At the same time, internal conflicts often belie Wikipedia’s harmonious reputation. Aggressive users and a perceived lack of recourse have been cited as reasons for Wikipedia’s decline in contributor numbers. That contentious culture can manifest in everything from “relentless” gender harassment to needlessly difficult editing rounds. (Keegan retired as a regular contributor after a protracted fight against incorrect photo alignment on philosopher/chemist Joseph Priestly’s entry. The talk page is a must-read for fans of pedantic bureaucracy.)

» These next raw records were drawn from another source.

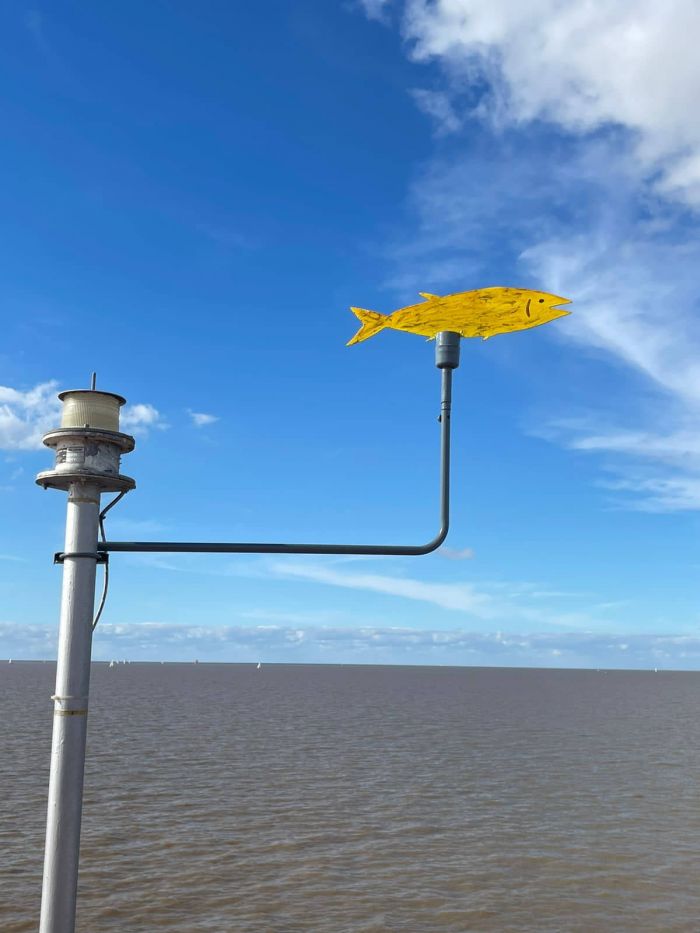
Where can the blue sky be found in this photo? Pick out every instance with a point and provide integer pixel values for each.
(192, 200)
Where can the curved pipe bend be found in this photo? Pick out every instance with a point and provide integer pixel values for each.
(195, 547)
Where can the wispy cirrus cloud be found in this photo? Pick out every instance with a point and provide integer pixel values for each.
(201, 419)
(26, 415)
(503, 602)
(584, 176)
(582, 67)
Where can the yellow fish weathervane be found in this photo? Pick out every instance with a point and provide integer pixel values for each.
(480, 313)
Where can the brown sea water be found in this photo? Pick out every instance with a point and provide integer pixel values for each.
(332, 798)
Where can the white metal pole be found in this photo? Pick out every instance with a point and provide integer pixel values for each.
(70, 712)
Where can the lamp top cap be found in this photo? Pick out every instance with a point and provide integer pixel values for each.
(91, 392)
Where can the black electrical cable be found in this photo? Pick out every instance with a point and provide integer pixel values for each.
(105, 586)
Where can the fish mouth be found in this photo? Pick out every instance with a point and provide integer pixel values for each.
(560, 301)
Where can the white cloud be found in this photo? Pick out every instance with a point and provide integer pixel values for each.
(437, 104)
(460, 596)
(200, 419)
(508, 602)
(26, 415)
(140, 418)
(586, 160)
(369, 644)
(583, 66)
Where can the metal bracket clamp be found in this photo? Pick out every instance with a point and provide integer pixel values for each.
(101, 557)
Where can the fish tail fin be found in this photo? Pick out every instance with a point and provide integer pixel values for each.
(372, 322)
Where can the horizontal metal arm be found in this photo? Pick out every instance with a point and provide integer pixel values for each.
(195, 547)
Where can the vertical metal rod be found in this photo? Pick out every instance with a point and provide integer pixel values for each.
(65, 803)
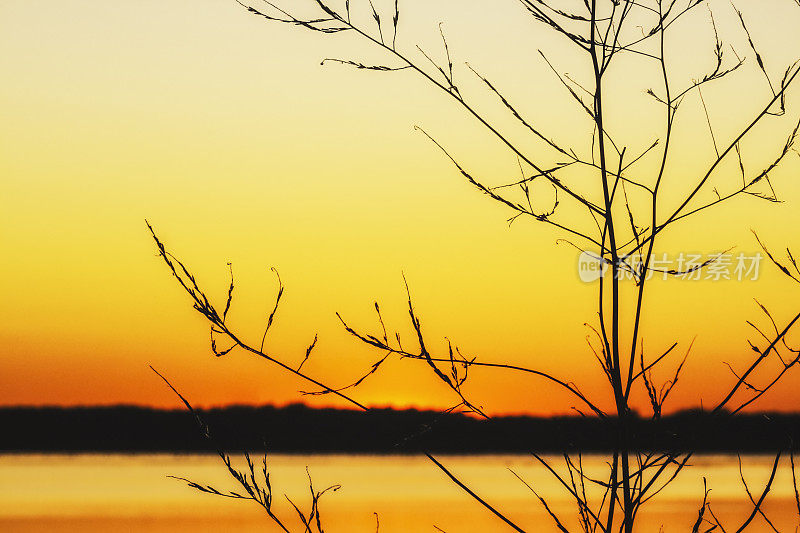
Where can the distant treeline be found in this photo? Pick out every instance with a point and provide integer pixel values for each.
(300, 429)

Wikipedia’s parent organization is taking steps to address these issues. In a push to “eliminate harassment, toxicity, and incivility,” Wikimedia announced in May it would launch a universal code of conduct. The draft is set to be delivered to the board of trustees for review on October 13. And the fact that official Wikipedias now exist for 313 languages is a testament to the international outreach of projects like Wikimedia Incubator.
Even Wikipedia’s recently announced redesign — the site’s first significant visual overhaul in a decade — is, in a sense, an inclusivity measure. The stated goal is to make it more intuitive for all newcomers.
Challenges acknowledged, the fact remains that Wikipedia has not, in fact, found itself on the receiving end of legislative and user ire. To what degree its various successes — peer production and governance, editorial oversight, humans and algorithms together in the loop, an increasing willingness to counteract bias — are more broadly transferable depends on your perspective. And any such transference is hardly simple. “It’s literally a trillion-dollar question,” Keegan said.
Even Keegan, who notes in his essay the integrity-preserving value of non-personalized shared digital experiences (“Every English Wikipedia user’s ‘Abraham Lincoln’ article is the same regardless of their geography, gender, browsing history or social graph”), also pointed out that stated preferences against personalization don’t necessarily align with users’ true behavior.
“Twitter has very smart data scientists,” he told Built In. “I’m sure they run A/B experiments and have evidence that shows algorithmically mediated ones lead to greater engagement, more time on site — probably something around an overall improved user experience metric — compared to just the naive chronological feed.”
That said, he believes studying the lessons of Wikipedia’s past can be helpful for the future. “Those core values of deliberation, stewardship, and common ownership and common good seem old-fashioned, but that retro-ness is worth reconsidering and re-centering as we think about what values we want from the platforms we invest our data, time and attention in.”